Open questions for Shaun

  • For strategy (A) error lowering, do you want the compiler to maintain a project-local code registry (one band per project, allocated up front) or a schema-global one (shared across pell projects in the same DB)? The latter is more conservative but requires a shared deployment step.
  • Source maps for the RAISE_APPLICATION_ERROR message under (A) — do we prefix the message with a correlation id (so the bulk of the payload goes to a side table) when it would otherwise exceed 2KB, or hard-fail the compile?

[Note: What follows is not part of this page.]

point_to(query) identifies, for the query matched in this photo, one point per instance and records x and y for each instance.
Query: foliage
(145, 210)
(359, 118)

I’d lean correlation-id-with-side-table; it’s the only thing that scales.
  • @result_cache without RELIES_ON: the doc accepted relies_on as a “hint”. Now that the clause is dead, do you want the annotation to accept an “intended dependencies” list anyway for pell doc purposes even though it doesn’t lower to anything?
  • For list<T> schema-level types: are you OK with the compiler emitting CREATE TYPE DDL as part of deploy.sql, given §11 question 4 leans “no DDL in v1”? Either we relax that for collection types, or we declare them as a build-time prerequisite the user runs by hand. I’d document them as compiler-generated DDL that’s still considered “infrastructure types”, not “user DDL”.
  • §6.5.1 .expect panic: do you want finally blocks above the panic site to be able to log the panic message (read-only access to it) before it propagates? Otherwise operators only see the RAISE_APPLICATION_ERROR text. Cheap to add via a runtime helper.